With heavy rain lashing down throughout the weekend, the MotoGP race had been brought forward from its original 10:00pm AEST start time to 8:30pm AEST in a bid to beat the weather.
But the rain continued to pour on Sunday morning, forcing officials to delay the start and then cancel the event for safety reasons
MotoGP race director Mike Webb admitted the new surface at Silverstone, which was laid in February, was to blame for making the track unsafe for racing.
“We’ve had a number of years’ experience here in very wet conditions recently with the old surface and have been able to run races,” Webb said.
“This year, with the new surface, is the first time we’ve encountered quite so much standing water in critical places on the track. So yes it’s a direct result of the track surface.
“The staff have done an unbelievable effort over the whole weekend to try and make the track safe and until the last minute they were still working, but unfortunately we couldn’t battle nature.”
“I am so sorry,” said Silverstone circuit managing director Stuart Pringle in a video statement on Sunday, promising to contact all ticket holders during the week.
“In the end the riders felt that the conditions were not going to be right today to race at all and they made the decision not to race.”
Four-time MotoGP world champion Marc Marquez, who leads the championship, added: “We are very sorry for all the fans, we are the first ones that want to ride but safety is the priority.
“It has been a long, unusual, tiring day that we hope won’t happen again.”
“The Safety Commission analysed the situation and I think the Race Direction has to be thanked; they listened, and in the end, safety was everybody’s main consideration — one of us riders is in hospital already.
The cancellation of the race came after Tito Rabat suffered a broken leg during the fourth free practice session on Saturday.
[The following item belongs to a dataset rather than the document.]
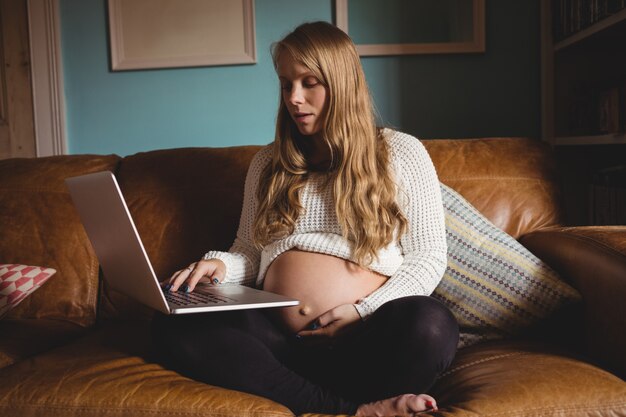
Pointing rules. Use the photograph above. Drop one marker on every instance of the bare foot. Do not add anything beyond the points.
(402, 405)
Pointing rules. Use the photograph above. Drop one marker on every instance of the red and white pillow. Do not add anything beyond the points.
(19, 281)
Rabat, who had just crashed his Ducati in heavy rain, was walking away in the gravel at Stowe corner when he was hit by Italian Franco Morbidelli’s crashing bike.
The last time a premier class race had to be cancelled outright was the 1980 Austrian Grand Prix, which was called off due to snow, although the 2011 Malaysian GP, where Marco Simoncelli was killed in a crash, was also deemed not to have occurred in the official statistics.